NH34A-01
Progress in Predicting Rock-Slope Failures

Wednesday, 16 December 2015: 16:00
309 (Moscone South)
Oliver Korup, University of Potsdam, Potsdam, Germany
Abstract:
Recent research on predicting landslides has seen a massive increase in statistical and computational methods that are largely adapted from the fields of machine learning and data mining. Judging from a sample of some 150 recent scientific papers, the gross majority of the reported success rates of these statistical methods are overwhelmingly high and promising at between 71% and 98%. Perhaps surprisingly, though, the death toll and damage from landslides has remained elevated in the early 21st century, so that reliably predicting the occurrence of rock-slope failures without overfitting our models remains challenging.

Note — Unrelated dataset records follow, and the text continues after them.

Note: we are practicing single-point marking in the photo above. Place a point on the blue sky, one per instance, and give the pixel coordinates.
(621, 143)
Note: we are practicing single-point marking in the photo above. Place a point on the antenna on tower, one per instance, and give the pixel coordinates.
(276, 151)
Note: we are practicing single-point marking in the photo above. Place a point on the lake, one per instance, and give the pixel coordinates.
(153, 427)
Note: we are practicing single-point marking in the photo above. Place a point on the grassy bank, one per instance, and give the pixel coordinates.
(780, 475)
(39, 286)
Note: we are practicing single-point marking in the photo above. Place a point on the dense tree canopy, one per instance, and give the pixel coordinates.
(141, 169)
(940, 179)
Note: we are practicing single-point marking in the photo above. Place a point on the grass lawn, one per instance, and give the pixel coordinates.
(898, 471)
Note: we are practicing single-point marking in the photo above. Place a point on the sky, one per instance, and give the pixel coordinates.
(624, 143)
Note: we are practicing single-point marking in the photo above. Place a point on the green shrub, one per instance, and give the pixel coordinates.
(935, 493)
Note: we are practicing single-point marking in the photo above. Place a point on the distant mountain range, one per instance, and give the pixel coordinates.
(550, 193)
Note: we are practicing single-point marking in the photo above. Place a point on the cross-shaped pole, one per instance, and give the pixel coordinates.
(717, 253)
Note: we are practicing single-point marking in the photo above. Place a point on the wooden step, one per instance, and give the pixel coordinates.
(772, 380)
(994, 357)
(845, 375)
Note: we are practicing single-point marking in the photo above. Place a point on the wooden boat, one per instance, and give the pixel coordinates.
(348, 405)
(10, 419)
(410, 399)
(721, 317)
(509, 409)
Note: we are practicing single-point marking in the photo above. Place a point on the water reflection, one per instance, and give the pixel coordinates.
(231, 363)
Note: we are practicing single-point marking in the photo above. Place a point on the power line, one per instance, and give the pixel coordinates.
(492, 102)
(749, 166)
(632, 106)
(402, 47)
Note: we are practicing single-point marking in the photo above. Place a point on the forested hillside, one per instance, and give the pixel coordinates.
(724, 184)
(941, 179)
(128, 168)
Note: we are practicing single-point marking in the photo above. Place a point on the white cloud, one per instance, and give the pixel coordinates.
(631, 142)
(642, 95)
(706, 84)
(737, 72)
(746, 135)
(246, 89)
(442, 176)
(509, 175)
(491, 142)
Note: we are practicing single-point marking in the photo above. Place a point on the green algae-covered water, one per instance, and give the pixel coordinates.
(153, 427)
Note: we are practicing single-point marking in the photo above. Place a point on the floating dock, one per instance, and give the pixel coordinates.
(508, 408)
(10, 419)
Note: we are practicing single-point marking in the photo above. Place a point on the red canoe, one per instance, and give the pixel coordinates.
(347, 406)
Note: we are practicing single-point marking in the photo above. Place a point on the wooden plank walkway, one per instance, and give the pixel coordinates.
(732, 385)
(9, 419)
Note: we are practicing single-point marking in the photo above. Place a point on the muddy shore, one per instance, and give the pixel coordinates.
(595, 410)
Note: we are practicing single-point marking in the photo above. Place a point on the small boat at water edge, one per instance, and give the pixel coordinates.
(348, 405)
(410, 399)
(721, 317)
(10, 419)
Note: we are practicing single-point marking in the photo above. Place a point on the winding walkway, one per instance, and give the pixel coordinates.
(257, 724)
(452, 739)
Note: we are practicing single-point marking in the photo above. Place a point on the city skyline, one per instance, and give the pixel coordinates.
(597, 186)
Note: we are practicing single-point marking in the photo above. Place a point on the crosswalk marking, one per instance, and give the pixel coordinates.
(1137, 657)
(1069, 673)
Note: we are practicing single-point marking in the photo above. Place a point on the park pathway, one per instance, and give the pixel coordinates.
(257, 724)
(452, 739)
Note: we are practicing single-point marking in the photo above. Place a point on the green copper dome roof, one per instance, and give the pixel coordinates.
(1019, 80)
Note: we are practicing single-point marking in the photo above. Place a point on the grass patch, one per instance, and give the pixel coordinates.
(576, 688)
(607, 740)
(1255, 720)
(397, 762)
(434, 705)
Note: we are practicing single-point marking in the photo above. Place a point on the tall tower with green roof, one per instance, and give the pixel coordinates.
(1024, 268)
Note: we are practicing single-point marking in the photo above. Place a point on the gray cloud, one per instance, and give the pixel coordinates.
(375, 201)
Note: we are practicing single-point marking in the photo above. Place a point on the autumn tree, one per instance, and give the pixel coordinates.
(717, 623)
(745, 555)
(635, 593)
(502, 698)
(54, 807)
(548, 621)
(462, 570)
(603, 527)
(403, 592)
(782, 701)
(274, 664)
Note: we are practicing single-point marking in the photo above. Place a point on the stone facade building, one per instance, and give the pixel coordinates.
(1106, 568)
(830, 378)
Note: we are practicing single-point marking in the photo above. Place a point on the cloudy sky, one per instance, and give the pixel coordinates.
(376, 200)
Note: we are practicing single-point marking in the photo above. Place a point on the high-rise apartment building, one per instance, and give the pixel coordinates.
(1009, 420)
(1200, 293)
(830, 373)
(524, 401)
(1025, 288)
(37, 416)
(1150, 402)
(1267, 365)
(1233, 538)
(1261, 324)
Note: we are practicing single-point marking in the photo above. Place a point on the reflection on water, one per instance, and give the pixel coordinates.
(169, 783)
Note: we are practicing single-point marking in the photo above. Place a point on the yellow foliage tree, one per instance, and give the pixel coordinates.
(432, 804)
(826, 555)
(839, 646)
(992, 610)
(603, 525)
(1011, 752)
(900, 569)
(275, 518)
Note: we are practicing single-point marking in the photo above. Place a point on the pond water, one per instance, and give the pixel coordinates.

Here I review some of the recent advances in this field, and show how novel results from landslide seismology and landslide sedimentology have promoted our ability of detecting large rock-slope failures in mountainous terrain. Several new detailed investigations of the internal nature of large rockslide deposits, for example, help to reduce the confusion potential with macroscopically similar moraine debris, or microscopically similar fault breccia. I further outline some of the limitations of empirical models that use rainfall intensity-duration thresholds for landslide early warning, and of multivariate methods concerned with mapping landslide susceptibility at the regional scale. I conclude by discussing the occurrence of ‘black swans’ such as long-runout rock-ice avalanches in size distributions of rock-slope failures, and their implications for quantitative hazard appraisals.